A Shiksa Love Story
New York magazine|September 23 - October 6, 2024
Erin Foster has spent the past decade turning her Hollywood life into content, to mixed results. Her new Netflix rom-com series, based on her own conversion to Judaism, might change that.
Phoebe Reilly
A Shiksa Love Story

SIX YEARS AGO, a guy Erin Foster had just started dating was meeting her mother for the first time and brought to the restaurant a bouquet of sunflowers large enough to command its own chair. "The flowers were so long, and they kept falling over," says Foster. "Sitting there, I was like, Well, if someone cares this much, then that feels like a weakness." She was 36 and had dated enough assholes, including a few celebrities, to know that she was the jerk in this case, but still, she recoiled from him on the car ride home. "There's no hope for me," she remembers thinking. "I am a human who got some bad wiring about what a relationship is supposed to look like, and I'm clearly sabotaging something." When Foster, the creator and an executive producer of the Netflix rom-com series Nobody Wants This, first told her writers' room this anecdote, the men were baffled, but the women immediately got it. "That made me feel like it was a good story to tell," she says.
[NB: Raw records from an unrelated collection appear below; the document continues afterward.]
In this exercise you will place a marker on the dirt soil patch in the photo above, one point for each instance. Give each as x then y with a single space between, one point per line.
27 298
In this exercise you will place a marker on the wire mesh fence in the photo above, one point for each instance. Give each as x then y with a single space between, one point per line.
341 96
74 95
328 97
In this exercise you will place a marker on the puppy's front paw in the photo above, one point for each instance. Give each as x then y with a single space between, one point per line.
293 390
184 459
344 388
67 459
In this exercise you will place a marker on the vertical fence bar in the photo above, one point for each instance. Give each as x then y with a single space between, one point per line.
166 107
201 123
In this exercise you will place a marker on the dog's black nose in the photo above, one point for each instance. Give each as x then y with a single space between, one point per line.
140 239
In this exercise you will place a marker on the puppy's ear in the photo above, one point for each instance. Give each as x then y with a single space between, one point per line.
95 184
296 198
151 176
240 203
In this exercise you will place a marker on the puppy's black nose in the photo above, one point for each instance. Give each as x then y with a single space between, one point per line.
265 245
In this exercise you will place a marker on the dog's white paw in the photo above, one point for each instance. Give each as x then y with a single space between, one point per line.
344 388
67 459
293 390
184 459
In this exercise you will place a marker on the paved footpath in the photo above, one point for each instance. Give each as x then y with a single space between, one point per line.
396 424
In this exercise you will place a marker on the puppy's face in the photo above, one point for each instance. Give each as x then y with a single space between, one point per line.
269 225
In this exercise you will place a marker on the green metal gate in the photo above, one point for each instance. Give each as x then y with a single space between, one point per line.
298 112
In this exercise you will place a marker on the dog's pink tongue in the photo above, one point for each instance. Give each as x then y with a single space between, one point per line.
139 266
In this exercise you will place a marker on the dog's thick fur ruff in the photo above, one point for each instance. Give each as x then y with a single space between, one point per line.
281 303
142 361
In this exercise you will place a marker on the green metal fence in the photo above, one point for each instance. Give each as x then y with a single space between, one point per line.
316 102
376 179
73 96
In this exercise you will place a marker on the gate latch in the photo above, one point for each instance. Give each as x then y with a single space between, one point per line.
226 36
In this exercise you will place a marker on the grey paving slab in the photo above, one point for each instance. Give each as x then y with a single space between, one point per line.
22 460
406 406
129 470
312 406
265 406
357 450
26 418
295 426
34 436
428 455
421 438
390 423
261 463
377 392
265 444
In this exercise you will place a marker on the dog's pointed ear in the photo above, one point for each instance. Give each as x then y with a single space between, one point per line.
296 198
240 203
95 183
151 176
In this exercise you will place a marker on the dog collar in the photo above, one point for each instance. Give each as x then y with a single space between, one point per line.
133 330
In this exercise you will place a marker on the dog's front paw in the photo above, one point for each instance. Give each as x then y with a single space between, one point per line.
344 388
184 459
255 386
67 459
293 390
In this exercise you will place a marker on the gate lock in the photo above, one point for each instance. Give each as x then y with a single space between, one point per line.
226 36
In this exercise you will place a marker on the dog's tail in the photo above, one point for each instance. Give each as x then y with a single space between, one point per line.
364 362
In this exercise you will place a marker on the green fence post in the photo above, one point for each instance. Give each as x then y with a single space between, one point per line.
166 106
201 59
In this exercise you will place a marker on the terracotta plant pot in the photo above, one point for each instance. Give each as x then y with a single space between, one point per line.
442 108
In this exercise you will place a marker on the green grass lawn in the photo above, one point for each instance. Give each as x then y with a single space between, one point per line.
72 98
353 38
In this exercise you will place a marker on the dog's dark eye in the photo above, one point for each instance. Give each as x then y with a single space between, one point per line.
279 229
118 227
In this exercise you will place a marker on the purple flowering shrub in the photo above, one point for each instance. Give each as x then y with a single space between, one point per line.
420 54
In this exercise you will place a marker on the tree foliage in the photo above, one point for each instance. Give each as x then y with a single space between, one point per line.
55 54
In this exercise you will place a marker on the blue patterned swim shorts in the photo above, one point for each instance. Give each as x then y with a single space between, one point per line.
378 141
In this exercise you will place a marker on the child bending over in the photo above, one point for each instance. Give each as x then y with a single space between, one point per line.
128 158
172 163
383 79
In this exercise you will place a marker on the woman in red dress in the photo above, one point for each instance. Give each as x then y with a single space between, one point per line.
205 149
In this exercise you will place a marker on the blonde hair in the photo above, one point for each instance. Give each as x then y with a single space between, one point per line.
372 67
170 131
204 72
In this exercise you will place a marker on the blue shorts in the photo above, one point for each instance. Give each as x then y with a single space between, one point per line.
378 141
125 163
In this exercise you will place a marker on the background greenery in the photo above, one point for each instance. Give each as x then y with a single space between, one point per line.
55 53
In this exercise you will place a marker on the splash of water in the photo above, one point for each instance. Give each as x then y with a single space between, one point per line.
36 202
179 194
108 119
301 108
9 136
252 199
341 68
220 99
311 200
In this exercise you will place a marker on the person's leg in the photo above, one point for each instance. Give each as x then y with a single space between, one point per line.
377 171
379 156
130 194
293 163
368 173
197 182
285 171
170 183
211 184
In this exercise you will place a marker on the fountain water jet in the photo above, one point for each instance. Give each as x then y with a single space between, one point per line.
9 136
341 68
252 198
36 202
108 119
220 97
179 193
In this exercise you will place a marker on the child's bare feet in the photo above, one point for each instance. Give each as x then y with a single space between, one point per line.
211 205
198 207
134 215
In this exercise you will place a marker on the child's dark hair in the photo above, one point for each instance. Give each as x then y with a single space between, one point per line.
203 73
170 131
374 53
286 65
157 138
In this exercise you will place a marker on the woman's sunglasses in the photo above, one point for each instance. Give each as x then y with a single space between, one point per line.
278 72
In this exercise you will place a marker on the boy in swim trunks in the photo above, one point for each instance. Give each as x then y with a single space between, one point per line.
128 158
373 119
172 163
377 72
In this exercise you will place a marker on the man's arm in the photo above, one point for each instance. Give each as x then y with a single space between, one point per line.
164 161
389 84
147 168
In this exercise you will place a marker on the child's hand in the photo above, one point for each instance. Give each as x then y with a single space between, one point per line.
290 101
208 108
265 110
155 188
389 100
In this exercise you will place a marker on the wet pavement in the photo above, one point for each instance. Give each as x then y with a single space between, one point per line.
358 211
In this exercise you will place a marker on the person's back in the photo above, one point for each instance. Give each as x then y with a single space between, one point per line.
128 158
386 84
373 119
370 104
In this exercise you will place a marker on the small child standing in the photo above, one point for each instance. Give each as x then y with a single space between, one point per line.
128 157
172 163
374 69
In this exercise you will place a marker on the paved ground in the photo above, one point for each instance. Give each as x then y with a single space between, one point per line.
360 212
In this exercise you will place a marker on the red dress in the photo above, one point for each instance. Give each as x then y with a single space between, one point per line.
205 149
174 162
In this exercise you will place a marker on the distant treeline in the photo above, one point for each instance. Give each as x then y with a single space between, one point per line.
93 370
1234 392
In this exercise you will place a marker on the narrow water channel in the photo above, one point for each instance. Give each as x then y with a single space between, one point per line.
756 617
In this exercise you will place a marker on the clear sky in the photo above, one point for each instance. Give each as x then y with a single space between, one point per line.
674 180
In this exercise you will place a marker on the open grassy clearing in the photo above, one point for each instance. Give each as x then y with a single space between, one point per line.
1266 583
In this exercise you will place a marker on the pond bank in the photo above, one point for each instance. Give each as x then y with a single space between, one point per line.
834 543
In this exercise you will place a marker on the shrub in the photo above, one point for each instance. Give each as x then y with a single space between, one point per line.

The scene gets worked into the sixth episode of the show, which stars eldermillennial network-TV statespeople Kristen Bell and Adam Brody. Bell plays Joanne, a jaded, agnostic podcast host who also doesn’t know what a good relationship is supposed to look like. Burned out by bad Raya dates, she inadvertently falls for a charming, well-adjusted rabbi named Noah, played by Brody, until he tries too hard to impress her parents. “I can’t believe I ever let him touch me with those giant-flowerholding hands,” she says to her younger sister, Morgan (Succession’s Justine Lupe), and they launch into all the random ways former boyfriends have given them “the ick.”